O tal do Manoel, dono do boteco, conhecia José. Todos os dias ele aparecia por lá, comia, bebia, pagava certinho e ia embora para voltar novamente no dia seguinte. Mesmo assim, teve receio. Se fiasse a comida e a bebida e o homem desaparecesse? Já havia recebido calotes assim. O freguês acostuma o dono do bar. Depois de um tempo pede fiado. Fia o mês inteiro e na hora de pagar, some para nunca mais e o prejuízo fica gritando no caderninho de contas a pagar.

José percebeu a preocupação do Manoel. Pensou em sair. Voltar para o barraco. Podia comer no dia seguinte. Um dia só sem comer, não o mataria.

Deu dois passos em direção à rua. Virou e voltou. Encarou o Manoel e ofereceu. Trocaria o prato de comida e a birita por uma aula de javanês.

Aula de javanês? Perguntou o Manoel. Que raios seria isso? José explicou. Era uma língua como inglês, como espanhol, só que só pessoas muito inteligentes é que sabiam falar javanês (isso de inteligente de quem fala javanês, José inventou na hora. Precisava fazer o Manoel acreditar que falar javanês era importante).

O Manoel duvidou que José falasse javanês. José mostrou o livro e disse, (mentindo), que sabia tudo o que estava ali. De frente pra trás e de trás pra frente, também, e começou a falar palavras em javanês. Se juntasse as palavras ditas não teriam sentido algum, mas José estava apenas começando a aprender javanês. Então falava casa, cachorro, eu, carro, ser estar. Falou tantas e tantas palavras em javanês, que o dono do bar se convenceu e acabou por trocar o prato de comida por uma aula rápida de javanês.

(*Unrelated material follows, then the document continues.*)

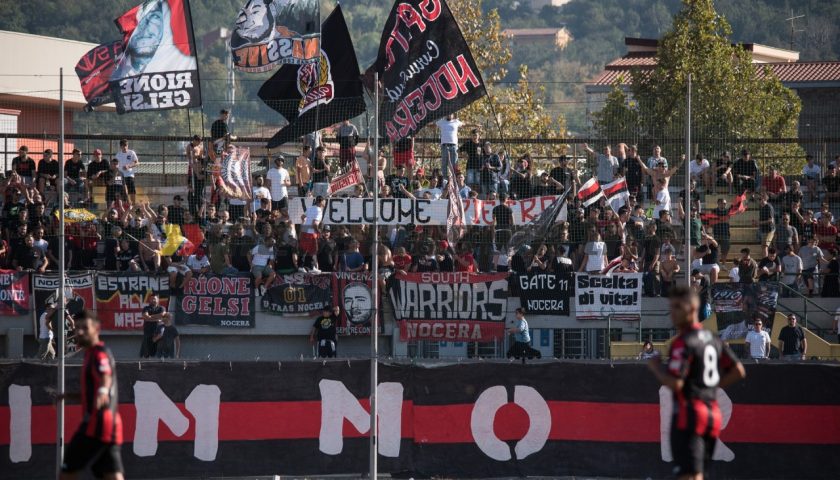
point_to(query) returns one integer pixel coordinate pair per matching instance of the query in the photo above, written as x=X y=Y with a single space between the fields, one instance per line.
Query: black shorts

Saciado, de barriga cheia e corpo quente da cachaça, José voltou para o barraco. Dormiu abraçado ao livro.

Depois daquele dia, José não saiu mais para catar papelão ou latinhas. Ficava no barraco, estudando javanês e, na hora da fome ia ao bar e trocava o prato de comida por outra aula de javanês.

A fama do homem que falava javanês se espalhou pelo bairro. Todos queriam saber quem era o tal que falava e ensinava javanês.

José ficou famoso e ao cabo de dois meses já tinha dez alunos. Cobrava pelas aulas. Tomava o café da manhã, almoçava e jantava no bar do Manoel. Era ali que dava suas aulas. Então, três alunos pagavam as refeições e ainda sobrava o dinheiro dos outros sete alunos, que José guardava bem guardado. Os anos passaram. José mudou de casa. Já não morava no barraco. Morava em um sobradinho bem pintado e arejado. Vestia roupas novas, simples, mas novas e cheirosas. Dava aulas de javanês em casa. Na sala, recebia cinco, seis alunos em horários diferentes. Juntou dinheiro. Comprou um carro usado. Acabou por se apaixonar por uma aluna. Namorou e casou. Teve filhos, uns quatro, que aprendiam javanês, antes mesmo de falar “mamãe” ou “papai”.

A vida de José mudou, porém ele continuava com o hábito de acordar antes do sol nascer. Subia na laje do sobradinho e esperava o sol acordar. Sorria feliz olhando a sua volta. A casa. A mulher ainda adormecida. Os filhos. O sol nascia e José cumprimentava seus raios com um “bom dia” em javanês.